Jon Ralston on Machiavellian politics in Nevada
Friday, Sept. 15, 2006 | 7:32 a.m.
Even during his princely musings, Niccolo Machiavelli could not have conceived of the 21st century means being used to justify political ends.
Whatever line ever existed between right and wrong, good and evil - and I have written before about how tactics were much worse in previous centuries - has disappeared. It's not that nothing is sacred but that everything is fair game.
In a world where bloggers can push rumors into the pliable MSM (mainstream media), where partisans can induce news organizations to publish their pap, and where the personal is the political, it's more Cole Porter then Machiavelli. Indeed, anything goes.
As a student of this stuff for two decades, I appreciate a good, clean hit - even a slightly dirty one - as much as anyone. Moral outrage I reserve for important stuff such as ethnic cleansing or child abuse.
I admire qualities Machiavelli also fancied - the relentless pursuit of power, spiced with a dash of ruthlessness. But when people brandish Machiavelli's most famous misquote - he never said, "The ends justify the means" - they tend to forget that he also argued 500 years ago that character matters, although he argued that the appearance of character in the face of wrongdoing was paramount.

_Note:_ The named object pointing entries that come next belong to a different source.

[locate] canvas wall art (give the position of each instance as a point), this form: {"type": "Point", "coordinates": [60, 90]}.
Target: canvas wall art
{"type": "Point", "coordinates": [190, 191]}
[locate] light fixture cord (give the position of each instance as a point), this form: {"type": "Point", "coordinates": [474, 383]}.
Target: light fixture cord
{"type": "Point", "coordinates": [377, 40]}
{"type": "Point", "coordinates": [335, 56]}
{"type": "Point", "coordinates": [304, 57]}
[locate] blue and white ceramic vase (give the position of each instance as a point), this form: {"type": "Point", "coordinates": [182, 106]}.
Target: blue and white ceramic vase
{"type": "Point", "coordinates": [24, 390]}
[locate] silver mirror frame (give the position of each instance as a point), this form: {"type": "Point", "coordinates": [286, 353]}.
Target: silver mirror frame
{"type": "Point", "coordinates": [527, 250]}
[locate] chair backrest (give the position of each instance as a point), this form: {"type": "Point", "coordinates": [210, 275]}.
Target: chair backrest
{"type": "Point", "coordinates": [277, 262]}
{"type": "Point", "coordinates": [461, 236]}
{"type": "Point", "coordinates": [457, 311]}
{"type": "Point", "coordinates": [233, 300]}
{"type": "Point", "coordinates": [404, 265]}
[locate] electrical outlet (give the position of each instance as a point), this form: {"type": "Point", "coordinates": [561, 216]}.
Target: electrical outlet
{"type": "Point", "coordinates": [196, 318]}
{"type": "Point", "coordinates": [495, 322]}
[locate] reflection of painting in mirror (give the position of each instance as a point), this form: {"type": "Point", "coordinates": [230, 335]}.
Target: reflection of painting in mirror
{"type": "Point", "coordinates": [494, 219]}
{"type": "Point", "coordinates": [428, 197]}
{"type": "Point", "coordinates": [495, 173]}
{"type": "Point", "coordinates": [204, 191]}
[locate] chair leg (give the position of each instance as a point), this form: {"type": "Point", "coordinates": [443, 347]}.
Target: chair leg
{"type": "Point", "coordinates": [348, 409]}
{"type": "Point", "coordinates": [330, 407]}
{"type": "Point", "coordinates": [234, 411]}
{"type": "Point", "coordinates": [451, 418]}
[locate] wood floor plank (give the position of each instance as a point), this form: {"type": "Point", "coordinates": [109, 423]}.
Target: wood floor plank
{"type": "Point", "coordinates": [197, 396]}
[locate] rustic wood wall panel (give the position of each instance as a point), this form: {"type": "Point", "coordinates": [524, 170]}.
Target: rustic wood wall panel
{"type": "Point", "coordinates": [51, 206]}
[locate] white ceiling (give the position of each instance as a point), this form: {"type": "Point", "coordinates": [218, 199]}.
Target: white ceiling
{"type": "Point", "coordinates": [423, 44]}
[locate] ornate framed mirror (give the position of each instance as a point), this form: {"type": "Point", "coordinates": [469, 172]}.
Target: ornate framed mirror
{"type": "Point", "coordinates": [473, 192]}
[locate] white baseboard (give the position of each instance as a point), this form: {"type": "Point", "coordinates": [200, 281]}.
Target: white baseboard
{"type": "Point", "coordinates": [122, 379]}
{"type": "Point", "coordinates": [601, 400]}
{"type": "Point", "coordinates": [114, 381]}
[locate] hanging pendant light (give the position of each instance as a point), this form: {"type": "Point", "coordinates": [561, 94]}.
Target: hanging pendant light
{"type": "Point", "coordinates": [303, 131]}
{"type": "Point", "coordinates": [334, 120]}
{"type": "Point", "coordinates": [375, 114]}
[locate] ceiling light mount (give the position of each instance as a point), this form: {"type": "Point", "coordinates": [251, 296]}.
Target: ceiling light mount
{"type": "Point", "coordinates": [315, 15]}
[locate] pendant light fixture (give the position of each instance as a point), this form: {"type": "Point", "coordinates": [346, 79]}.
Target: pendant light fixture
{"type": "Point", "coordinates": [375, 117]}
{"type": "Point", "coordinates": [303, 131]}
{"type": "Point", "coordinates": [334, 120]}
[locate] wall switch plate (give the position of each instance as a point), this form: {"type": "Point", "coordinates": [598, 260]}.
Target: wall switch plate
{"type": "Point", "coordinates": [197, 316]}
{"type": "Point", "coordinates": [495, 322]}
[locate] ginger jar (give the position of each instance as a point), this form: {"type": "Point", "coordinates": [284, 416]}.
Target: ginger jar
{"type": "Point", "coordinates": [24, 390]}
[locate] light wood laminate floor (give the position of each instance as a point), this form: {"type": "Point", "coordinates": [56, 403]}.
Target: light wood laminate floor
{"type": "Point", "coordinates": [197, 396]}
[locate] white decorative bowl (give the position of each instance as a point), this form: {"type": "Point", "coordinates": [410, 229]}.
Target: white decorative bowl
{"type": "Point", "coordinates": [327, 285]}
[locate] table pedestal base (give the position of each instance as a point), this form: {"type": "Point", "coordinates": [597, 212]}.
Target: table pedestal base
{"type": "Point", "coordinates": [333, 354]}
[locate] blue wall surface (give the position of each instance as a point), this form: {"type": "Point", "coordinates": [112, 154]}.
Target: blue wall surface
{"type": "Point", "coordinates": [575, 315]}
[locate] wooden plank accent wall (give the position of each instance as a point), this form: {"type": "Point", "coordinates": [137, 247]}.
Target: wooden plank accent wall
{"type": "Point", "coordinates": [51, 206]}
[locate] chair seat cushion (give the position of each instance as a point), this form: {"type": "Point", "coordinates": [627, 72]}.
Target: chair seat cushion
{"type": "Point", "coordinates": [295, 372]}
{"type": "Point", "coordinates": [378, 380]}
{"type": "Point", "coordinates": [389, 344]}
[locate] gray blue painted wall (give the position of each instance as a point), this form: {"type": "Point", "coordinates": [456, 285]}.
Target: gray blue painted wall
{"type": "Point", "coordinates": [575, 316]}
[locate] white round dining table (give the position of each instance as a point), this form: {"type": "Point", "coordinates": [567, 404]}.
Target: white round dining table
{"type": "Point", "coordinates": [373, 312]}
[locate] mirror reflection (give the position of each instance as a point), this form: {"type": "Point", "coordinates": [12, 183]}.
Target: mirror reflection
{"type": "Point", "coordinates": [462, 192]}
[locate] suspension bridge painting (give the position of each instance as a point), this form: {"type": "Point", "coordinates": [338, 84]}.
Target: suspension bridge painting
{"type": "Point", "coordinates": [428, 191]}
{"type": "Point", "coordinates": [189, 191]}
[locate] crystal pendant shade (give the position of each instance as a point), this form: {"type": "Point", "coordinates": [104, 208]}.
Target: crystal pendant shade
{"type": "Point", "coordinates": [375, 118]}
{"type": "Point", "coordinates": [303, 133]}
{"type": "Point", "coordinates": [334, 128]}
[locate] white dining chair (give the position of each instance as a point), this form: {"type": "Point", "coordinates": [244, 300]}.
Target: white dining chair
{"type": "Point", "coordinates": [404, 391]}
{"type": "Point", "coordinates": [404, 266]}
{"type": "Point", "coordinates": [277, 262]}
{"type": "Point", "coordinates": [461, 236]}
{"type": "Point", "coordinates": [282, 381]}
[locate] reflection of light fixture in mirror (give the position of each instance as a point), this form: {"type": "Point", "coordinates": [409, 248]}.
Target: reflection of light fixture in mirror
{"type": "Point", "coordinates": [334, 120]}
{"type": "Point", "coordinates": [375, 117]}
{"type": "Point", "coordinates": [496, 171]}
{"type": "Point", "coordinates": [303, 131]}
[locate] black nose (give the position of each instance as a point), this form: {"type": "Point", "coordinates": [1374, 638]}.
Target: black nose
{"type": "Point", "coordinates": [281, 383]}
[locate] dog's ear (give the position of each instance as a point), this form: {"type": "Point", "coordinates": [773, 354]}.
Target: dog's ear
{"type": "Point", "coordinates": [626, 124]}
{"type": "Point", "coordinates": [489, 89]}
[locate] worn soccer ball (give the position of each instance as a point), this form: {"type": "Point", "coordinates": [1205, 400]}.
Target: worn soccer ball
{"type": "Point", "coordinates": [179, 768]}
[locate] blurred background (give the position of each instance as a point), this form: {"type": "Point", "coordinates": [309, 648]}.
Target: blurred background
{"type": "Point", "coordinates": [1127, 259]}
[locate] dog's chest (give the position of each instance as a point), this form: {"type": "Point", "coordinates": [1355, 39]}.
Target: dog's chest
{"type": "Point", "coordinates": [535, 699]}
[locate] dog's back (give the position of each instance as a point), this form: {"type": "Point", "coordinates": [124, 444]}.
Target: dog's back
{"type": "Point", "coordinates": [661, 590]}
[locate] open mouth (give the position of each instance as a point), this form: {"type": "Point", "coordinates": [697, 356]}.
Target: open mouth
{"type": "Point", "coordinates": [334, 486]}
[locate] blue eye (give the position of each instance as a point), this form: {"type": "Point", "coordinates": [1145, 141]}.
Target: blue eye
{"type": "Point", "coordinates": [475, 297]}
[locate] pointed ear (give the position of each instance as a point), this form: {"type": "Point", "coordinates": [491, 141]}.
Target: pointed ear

These thoughts come to mind as I survey the latest stratagems playing out in Campaign '06 here in the little principality known as Nevada. In a couple of races, one for Congress and another for Clark County Commission, Machiavellian tactics are on display. Each party is deserving of blame or, depending on your perspective, credit.
Let's take the case of County Commissioner Lynette Boggs McDonald's residency, now the subject of a lawsuit filed by the concerned citizens of the Culinary and police unions.
In one sense, I nod approvingly at this maneuver, especially because some of the evidence seems to be compelling.
The unions see Boggs McDonald as an enemy worth dispatching, so they aim to do just that by using the courts to try to get her thrown off the ballot. And some might see this as karmic justice for a campaigner such as Boggs McDonald whose default position is labeled "scorched earth" and who apparently felt no compunction in bringing ex-Assemblyman David Goldwater to his end by any means available, including airing an old and arguably irrelevant mug shot.
On the other hand, hiring a private eye to spy on someone to see where they are living - and the surveillance is ongoing - may strike some as too invasive. Boggs McDonald has young children, and how might they be affected by seeing a man with a camera stalking their mother?
Does the end - ousting someone the cops and the Culinary see as an enemy - justify the means - employing methods that if turned on some of their allies in the elected elite would depose them? And, yet, if Boggs McDonald has violated residency laws, how else do you prove it?
In the congressional race, the Republicans have filed a complaint about Democrat Tessa Hafen's residency, questioning whether she legally voted in Nevada while she was an aide to Sen. Harry Reid.
This is so ludicrous on its face - so many staffers and members of the Gang of 535 keep their home-state voting privileges while working on the Hill - that it's tempting to simply dismiss it. But the hypocrisy here is redolent and impossible to ignore - how many GOP staffers in Sen. John Ensign's office or those of Hafen's opponent, Rep. Jon Porter, or the elected officials themselves could withstand similar scrutiny?
And the implication is insidious - she's not a real Nevadan, she's one of those D.C. insiders. As opposed to Porter, I suppose.
The Democrats, though, would do well to contain their outrage at this tactic because it was Hafen's ex-boss, Sen. Harry Reid, who already crossed the line by raising questions about what he called Porter's less-than-impeccable personal life. This is a smear and hardly relevant.
The bad news is that it is only September and almost eight weeks remain in the campaign season. The end is nowhere in sight, so the means surely will only get worse.